Whither ceasefire


With blasts and killing unceasing, government has a lot to answer for

The fondness of the government to resolve the issue of terrorism through talks alone has taken away its attention from vital measures that need to be undertaken to improve the internal security. The National Counter-Terrorism Authority (NACTA) which was to be the centerpiece of the government’s anti-terrorism policy remains marred in disputes caused by interior minister’s tendency to bring as many institutions under its thumb as possible. The Authority was originally visualised as an independent body answerable directly to the prime minister was subsequently brought under the interior ministry’s control. While this was rejected by the opposition, it also led to litigation. Reservations shown by senior officials of the interior ministry and intelligence agencies over the restructuring of NACTA have jeopardised the revival of the key organisation. The Protection of Pakistan Ordinance (PPO), another pillar of anti-terrorism policy, has yet to cross the hurdle of the opposition dominated Senate. Failure to revolve a consensus over the controversial Ordinance may lead to the Senate blocking it.

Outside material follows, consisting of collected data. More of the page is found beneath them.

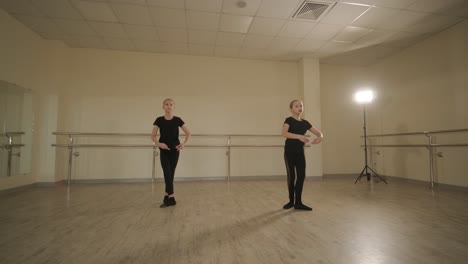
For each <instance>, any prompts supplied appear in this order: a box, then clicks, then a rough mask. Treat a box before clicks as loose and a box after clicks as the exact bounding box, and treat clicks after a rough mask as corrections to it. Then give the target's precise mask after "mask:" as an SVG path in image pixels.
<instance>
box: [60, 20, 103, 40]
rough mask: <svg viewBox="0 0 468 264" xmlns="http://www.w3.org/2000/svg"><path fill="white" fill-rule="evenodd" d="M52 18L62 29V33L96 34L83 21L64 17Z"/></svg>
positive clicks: (94, 32)
mask: <svg viewBox="0 0 468 264" xmlns="http://www.w3.org/2000/svg"><path fill="white" fill-rule="evenodd" d="M53 20H54V22H55V24H56V25H57V26H58V27H60V28H61V29H62V32H63V33H64V34H67V35H88V36H96V31H94V30H93V29H92V28H91V26H90V25H89V24H88V23H87V22H85V21H80V20H65V19H53Z"/></svg>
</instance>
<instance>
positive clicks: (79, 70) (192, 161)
mask: <svg viewBox="0 0 468 264" xmlns="http://www.w3.org/2000/svg"><path fill="white" fill-rule="evenodd" d="M69 52H70V54H71V56H70V60H69V62H68V63H69V69H70V71H71V73H72V76H71V77H70V79H69V82H68V84H67V86H66V87H64V88H63V89H62V90H61V91H60V100H59V128H58V130H62V131H80V132H140V133H150V132H151V129H152V123H153V121H154V120H155V118H156V117H157V116H160V115H163V110H162V101H163V100H164V98H166V97H172V98H174V100H175V102H176V111H175V113H176V115H178V116H180V117H182V118H183V119H184V121H185V122H186V124H187V126H188V128H189V129H190V130H191V132H192V133H193V134H277V135H280V133H281V127H282V124H283V121H284V118H285V117H287V116H288V115H289V114H290V113H289V109H288V108H289V102H290V101H291V100H292V99H295V98H298V97H299V96H300V94H301V93H302V92H301V91H300V90H301V88H300V87H299V79H298V78H299V77H298V65H297V63H295V62H273V61H261V60H240V59H226V58H207V57H196V56H185V55H169V54H148V53H138V52H120V51H119V52H117V51H105V50H91V49H70V51H69ZM103 140H104V139H102V138H99V139H96V138H93V139H84V138H79V139H78V141H77V143H80V142H83V143H84V142H88V143H89V142H96V143H97V142H101V143H102V142H104V141H103ZM221 140H223V139H211V140H207V139H203V140H202V139H199V138H194V139H193V141H192V143H193V144H203V143H225V140H224V141H221ZM246 141H248V142H247V143H252V144H255V143H262V142H263V143H265V144H267V143H274V144H283V139H281V138H279V137H278V138H277V139H274V140H266V139H260V138H257V139H244V138H233V139H232V144H243V143H246ZM105 142H115V143H117V142H119V143H120V142H123V141H122V140H120V141H119V140H118V139H109V140H107V139H106V141H105ZM126 142H127V143H128V142H130V141H126ZM132 142H137V143H141V144H145V143H146V144H148V143H150V142H151V141H150V139H149V138H142V139H134V140H133V141H132ZM78 151H79V152H80V154H81V155H80V156H79V157H78V158H74V163H75V164H74V170H73V175H74V176H73V177H74V178H75V179H116V178H117V179H119V178H149V177H151V151H150V150H149V149H148V150H145V149H139V150H135V149H121V150H116V149H112V150H109V149H79V150H78ZM225 152H226V149H219V148H217V149H209V150H208V149H198V148H187V149H185V150H184V151H183V152H182V156H181V159H180V163H179V166H178V169H177V174H176V175H177V177H222V176H226V175H227V166H228V165H227V159H226V156H225ZM282 152H283V150H282V148H274V149H250V148H242V149H233V150H232V158H231V175H232V176H271V175H285V168H284V161H283V153H282ZM57 162H58V163H57V166H58V167H57V168H58V170H57V171H58V177H60V178H63V177H65V176H66V173H67V168H66V165H67V153H66V150H65V149H63V150H62V151H59V156H58V159H57ZM157 164H158V166H159V161H158V162H157ZM311 168H312V167H311ZM312 173H313V172H312V171H308V175H312ZM161 174H162V173H161V171H160V170H158V171H157V177H162V175H161ZM320 175H321V174H320Z"/></svg>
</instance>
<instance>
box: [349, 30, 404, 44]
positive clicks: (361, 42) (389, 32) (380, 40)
mask: <svg viewBox="0 0 468 264" xmlns="http://www.w3.org/2000/svg"><path fill="white" fill-rule="evenodd" d="M395 33H396V32H395V31H388V30H379V29H374V30H372V31H371V32H370V33H369V34H367V35H365V36H364V37H362V38H360V39H358V40H357V41H356V44H359V45H364V46H369V45H375V44H378V43H383V42H385V41H386V40H388V39H389V38H390V37H391V36H392V35H393V34H395Z"/></svg>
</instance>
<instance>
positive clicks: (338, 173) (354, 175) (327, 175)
mask: <svg viewBox="0 0 468 264" xmlns="http://www.w3.org/2000/svg"><path fill="white" fill-rule="evenodd" d="M358 176H359V174H356V173H336V174H324V175H323V178H329V179H333V178H348V177H356V178H357V177H358Z"/></svg>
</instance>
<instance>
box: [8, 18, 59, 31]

The government is totally depending on the sometimes-on, sometime-off talks with the TTP for the restoration of peace, little realizing that numerous terrorist groups are outside the network’s discipline. There is also a perception that some of the groups which continue to attack do so under a well thought out strategy devised by the TTP to extract more concessions from the government during the talks.

Blasts took place in two provinces and the federal capital on Tuesday with varying intensity and scale of damage. In Islamabad initially 18 people died when an explosion occurred in the Sabzi Mandi area of the Metro shopping center. It is the height of incapacity on the part of the Interior Minister who had vowed, within days of being sworn in, to turn Islamabad into a show case city vis a vis security and good administration. The attack has sent a wave of insecurity in the capital with people complaining that the government has failed to provide security of life to the citizens. The train blast in Sibi has already taken a toll of 16. In the case of Balochistan, the government has gone to the equally harmful other extreme of total reliance on force without any initiative of talks with the insurgent leadership. The United Baloch Army has reportedly claimed responsibility for the attack. The attack also exposes the failure of the Railways Ministry to maintain proper watch and ward system at railway stations.

There were three blasts in Hyderabad, though no loss of life was reported. The mistakes committed by the LEAs in Balochistan are being repeated in Sindh through forced disapearances and extra judicial killings. This has to be stopped.

A progress report on talks with the Taliban needs to be presented before an APC. Ch Nisar must drop his abrasive attitude and take the opposition on board to update the policy on talks and terrorism in general.